GPU-Accelerated 3D Projection
The 3D library includes optional GPU acceleration for vertex projection, with automatic fallback to CPU when GPU is unavailable or the scene is too simple.
Three-Tier Fallback
| Tier | Technology | When Used |
|---|---|---|
| 1 | WebGPU compute shaders | Chrome 113+, Edge 113+ |
| 2 | WebGL2 transform feedback | All modern browsers |
| 3 | CPU | Always available (default) |
The system attempts each tier in order during initialization and uses the best available.
Face Threshold
GPU_FACE_THRESHOLD = 150
Scenes with fewer than 150 faces always use CPU projection, because GPU buffer transfer overhead exceeds the computation savings for small scenes. Above 150 faces, GPU projection provides significant speedups.
Usage
GPU acceleration is automatic when available. The PinePaper bridge initializes it during setup:
// Check GPU mode
const stats = app.threeD.getStats();
console.log(stats.gpuMode); // 'webgpu', 'webgl2', or 'none'
Standalone Usage
import * as ProjectionGPU from './js/3d/gpu/ProjectionGPU.js';
import * as Scene3D from './js/3d/pipeline/Scene3D.js';
// Create GPU projector
const projector = ProjectionGPU.create();
// Initialize (detects best available tier)

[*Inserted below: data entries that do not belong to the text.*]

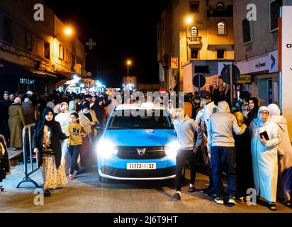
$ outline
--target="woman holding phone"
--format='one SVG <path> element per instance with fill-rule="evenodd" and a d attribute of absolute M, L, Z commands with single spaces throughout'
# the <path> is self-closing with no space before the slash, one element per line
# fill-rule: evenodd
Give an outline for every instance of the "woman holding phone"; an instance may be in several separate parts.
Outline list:
<path fill-rule="evenodd" d="M 269 201 L 268 207 L 276 211 L 278 181 L 277 145 L 281 142 L 277 125 L 270 120 L 266 106 L 262 106 L 257 118 L 249 126 L 252 136 L 252 158 L 257 195 Z"/>

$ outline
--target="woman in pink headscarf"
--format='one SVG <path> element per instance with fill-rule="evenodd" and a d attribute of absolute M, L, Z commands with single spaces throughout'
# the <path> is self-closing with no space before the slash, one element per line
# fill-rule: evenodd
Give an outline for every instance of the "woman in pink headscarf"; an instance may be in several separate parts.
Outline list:
<path fill-rule="evenodd" d="M 26 125 L 21 98 L 15 99 L 14 102 L 9 106 L 9 116 L 10 147 L 13 148 L 13 150 L 20 150 L 22 147 L 22 129 Z"/>
<path fill-rule="evenodd" d="M 278 145 L 278 185 L 277 197 L 288 200 L 292 196 L 292 146 L 288 133 L 287 121 L 281 116 L 280 109 L 276 104 L 268 106 L 271 121 L 278 125 L 281 143 Z"/>

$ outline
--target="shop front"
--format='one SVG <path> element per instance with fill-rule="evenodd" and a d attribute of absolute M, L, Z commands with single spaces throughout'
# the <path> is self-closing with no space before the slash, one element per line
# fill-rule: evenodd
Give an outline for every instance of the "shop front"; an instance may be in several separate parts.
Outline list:
<path fill-rule="evenodd" d="M 279 104 L 279 72 L 278 72 L 278 50 L 268 52 L 259 57 L 236 62 L 242 78 L 250 77 L 251 83 L 235 85 L 239 93 L 248 91 L 251 96 L 259 99 L 260 104 L 267 106 Z"/>
<path fill-rule="evenodd" d="M 16 65 L 0 59 L 0 93 L 28 91 L 44 94 L 52 92 L 57 77 L 52 73 Z"/>

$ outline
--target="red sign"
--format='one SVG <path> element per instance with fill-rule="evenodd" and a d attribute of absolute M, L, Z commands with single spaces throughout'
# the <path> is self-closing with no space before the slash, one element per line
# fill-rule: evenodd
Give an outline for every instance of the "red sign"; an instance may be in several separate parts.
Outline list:
<path fill-rule="evenodd" d="M 171 58 L 171 67 L 172 69 L 179 68 L 179 57 Z"/>

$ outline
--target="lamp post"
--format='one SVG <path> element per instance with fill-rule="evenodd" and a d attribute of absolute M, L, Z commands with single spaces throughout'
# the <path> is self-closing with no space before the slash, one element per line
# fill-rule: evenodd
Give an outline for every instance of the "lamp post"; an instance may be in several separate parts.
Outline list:
<path fill-rule="evenodd" d="M 128 77 L 129 77 L 129 67 L 132 65 L 132 61 L 128 60 L 127 61 L 127 66 L 128 66 Z"/>
<path fill-rule="evenodd" d="M 193 22 L 193 18 L 188 16 L 186 20 L 186 62 L 189 61 L 189 26 Z"/>

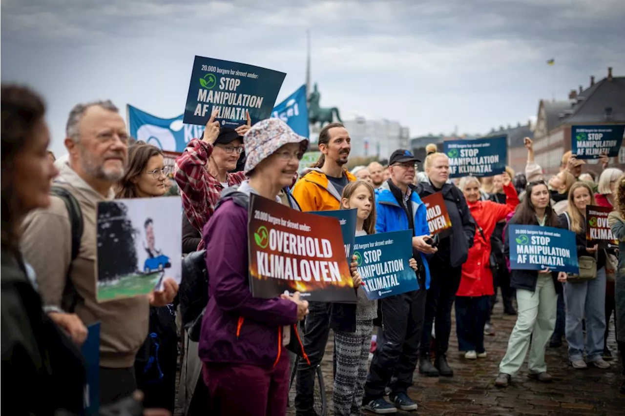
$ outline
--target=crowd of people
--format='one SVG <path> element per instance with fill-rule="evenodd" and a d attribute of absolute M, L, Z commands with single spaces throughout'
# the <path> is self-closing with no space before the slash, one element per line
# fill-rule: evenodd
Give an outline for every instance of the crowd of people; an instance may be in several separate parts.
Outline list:
<path fill-rule="evenodd" d="M 0 368 L 11 380 L 2 395 L 21 412 L 81 414 L 86 372 L 79 347 L 96 322 L 101 412 L 131 412 L 142 400 L 153 415 L 173 413 L 177 396 L 191 416 L 284 415 L 294 354 L 299 357 L 296 411 L 314 415 L 316 370 L 331 330 L 334 414 L 414 410 L 408 388 L 418 368 L 425 377 L 454 377 L 447 359 L 452 308 L 464 359 L 488 359 L 484 337 L 496 330 L 491 315 L 498 287 L 504 312 L 517 317 L 493 375 L 498 387 L 512 382 L 528 350 L 529 377 L 551 382 L 546 349 L 559 347 L 562 338 L 572 370 L 610 368 L 612 314 L 619 351 L 625 350 L 625 176 L 607 157 L 599 161 L 600 172 L 584 172 L 584 161 L 569 152 L 548 182 L 526 139 L 527 165 L 516 174 L 507 168 L 491 177 L 451 179 L 448 157 L 433 145 L 422 161 L 400 149 L 386 166 L 373 162 L 350 172 L 349 132 L 331 123 L 314 145 L 319 159 L 299 171 L 310 145 L 283 121 L 252 126 L 248 115 L 246 124 L 229 129 L 216 116 L 170 172 L 161 150 L 129 137 L 112 102 L 78 104 L 67 122 L 69 157 L 59 162 L 48 150 L 41 99 L 22 87 L 0 86 Z M 208 299 L 199 337 L 181 329 L 178 389 L 176 311 L 188 300 L 177 296 L 178 284 L 166 279 L 148 296 L 104 303 L 95 293 L 98 203 L 163 197 L 170 174 L 184 208 L 182 252 L 201 252 L 208 276 L 208 294 L 194 294 Z M 444 236 L 431 234 L 422 200 L 434 194 L 442 196 L 452 224 Z M 411 230 L 409 264 L 418 289 L 369 300 L 352 262 L 355 304 L 308 302 L 298 292 L 254 297 L 248 280 L 252 194 L 301 211 L 356 209 L 356 236 Z M 609 219 L 618 249 L 587 247 L 589 205 L 613 209 Z M 584 264 L 580 274 L 511 270 L 509 224 L 573 232 Z M 154 350 L 156 374 L 146 365 Z M 39 400 L 32 400 L 33 389 Z"/>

await ProjectionGPU.initialize(projector, capabilityDetector, {
gpuDevice: existingDevice // Optional: reuse existing WebGPU device
});
console.log(projector.mode); // 'webgpu', 'webgl2', or 'none'
// Use with Scene3D
const scene = Scene3D.createScene({ width: 800, height: 600 });
scene.gpuProjector = projector;
// Async render with GPU acceleration
const polygons = await Scene3D.renderGPU(scene);
// Clean up
ProjectionGPU.dispose(projector);
WebGPU Compute Shader
When WebGPU is available, vertex projection runs as a compute shader:
- Workgroup size: 64 threads
- Dispatch:
ceil(vertexCount / 64)workgroups - Bindings:
- Binding 0: Uniform buffer (4x4 viewProj matrix + halfSize + vertex count)
- Binding 1: Input vertices (read-only storage)
- Binding 2: Output projected vertices (storage)
Each thread transforms one vertex: multiply by view-projection matrix, apply perspective division, and convert to screen coordinates.
WebGL2 Transform Feedback
When WebGPU is unavailable, WebGL2 provides GPU acceleration through the vertex shader stage:
- Uses
RASTERIZER_DISCARDto skip rasterization - Captures transformed vertices via transform feedback
- Single
v_projectedvarying output per vertex
Double-Buffering
During GPU rendering, the system shows the previous frame’s polygons while the new GPU computation runs asynchronously. This prevents frame stutters when the GPU pipeline has latency.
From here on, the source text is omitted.